Who: Pete and Kitty When: Sometime this afternoon. Where: Outside Pete's apartment. What: Pete just woke up. Pete is not clothed. Pete steps outside for his paper. Rating: R for naughty language. Ooh. Status: In Progress
"Mother-shiting piece of fucking ball grease" was one of the many ways Pete Wisdom usually greeted the morning - or late afternoon, depending on how much there was to drink the night before - and usually that string of nonsensical filth continues to vomit from his mouth in long strings until he could manage to pull the shade down over the chipper morning (or late afternoon) sun that was invading his room, shining down into his face much like an extremely suburban housewife would attempt to wake their own children.
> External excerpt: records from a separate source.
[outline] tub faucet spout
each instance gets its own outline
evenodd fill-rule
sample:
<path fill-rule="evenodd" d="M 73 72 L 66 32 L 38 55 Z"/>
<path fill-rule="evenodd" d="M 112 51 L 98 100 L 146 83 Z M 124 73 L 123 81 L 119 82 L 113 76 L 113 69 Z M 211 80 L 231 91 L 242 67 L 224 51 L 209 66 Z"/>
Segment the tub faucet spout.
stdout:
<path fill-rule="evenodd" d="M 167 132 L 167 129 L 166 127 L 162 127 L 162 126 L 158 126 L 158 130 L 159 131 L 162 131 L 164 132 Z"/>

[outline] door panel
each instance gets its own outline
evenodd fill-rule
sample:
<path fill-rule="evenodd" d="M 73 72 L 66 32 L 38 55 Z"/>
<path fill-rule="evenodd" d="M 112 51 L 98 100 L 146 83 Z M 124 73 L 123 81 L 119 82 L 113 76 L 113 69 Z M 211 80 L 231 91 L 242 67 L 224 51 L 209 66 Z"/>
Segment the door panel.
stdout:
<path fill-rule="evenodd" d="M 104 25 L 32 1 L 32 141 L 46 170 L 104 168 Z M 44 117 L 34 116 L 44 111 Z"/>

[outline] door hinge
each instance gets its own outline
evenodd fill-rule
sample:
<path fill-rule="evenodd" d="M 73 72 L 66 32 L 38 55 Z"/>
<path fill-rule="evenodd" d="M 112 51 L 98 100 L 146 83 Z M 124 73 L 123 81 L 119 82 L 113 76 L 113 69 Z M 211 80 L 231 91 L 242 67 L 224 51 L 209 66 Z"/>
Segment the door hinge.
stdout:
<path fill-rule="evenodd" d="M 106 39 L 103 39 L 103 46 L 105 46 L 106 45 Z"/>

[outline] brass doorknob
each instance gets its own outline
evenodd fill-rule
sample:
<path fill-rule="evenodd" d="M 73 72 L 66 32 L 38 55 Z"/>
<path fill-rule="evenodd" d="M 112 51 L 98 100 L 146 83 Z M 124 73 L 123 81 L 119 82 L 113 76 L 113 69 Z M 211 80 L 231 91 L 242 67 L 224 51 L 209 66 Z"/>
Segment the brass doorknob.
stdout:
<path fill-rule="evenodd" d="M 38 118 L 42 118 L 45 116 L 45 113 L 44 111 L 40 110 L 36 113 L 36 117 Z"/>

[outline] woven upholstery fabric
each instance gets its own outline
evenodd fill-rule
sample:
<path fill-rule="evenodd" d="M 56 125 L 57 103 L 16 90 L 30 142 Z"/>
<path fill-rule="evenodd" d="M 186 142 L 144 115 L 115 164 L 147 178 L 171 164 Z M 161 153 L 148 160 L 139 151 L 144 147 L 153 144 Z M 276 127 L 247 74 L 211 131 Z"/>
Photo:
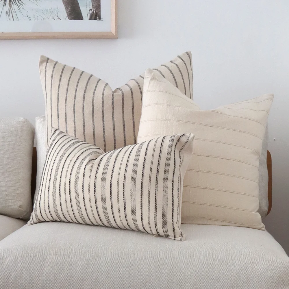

Obnoxiously, for anyone who was interested in knowing.
Then, he fell back into a deep state of unconsciousness for another hour. That was always the way, and a lovely pocket of drool had spread itself on his pillow by the time he awoke for the second time, ready to greet the rest of the world in his own special way.
"Nicotine," he groaned out, smacking his lips together to get the taste of morning from his tongue. A cigarette was plugged into his mouth, and without opening his eyes, Pete worked his way out of bed and into the bathroom. A good morning piss was in order, and he needed to stand around and scratch himself for the mandatory forty-five seconds before trolling out to find his the paper.
Right. Onward, then. One eye cracked open as he made his way out of the bathroom, through the tiny excuse of a living area and toward the front door. Pete barely even remembered to reach down a cup a hand over his bits before taking a few steps out into the hallway to have a look around. The world couldn't handle the sight of his amazing cock, and he knew that. More's the pity.
What was this shit? Did they not deliver the mail to people's doorsteps in this establishment?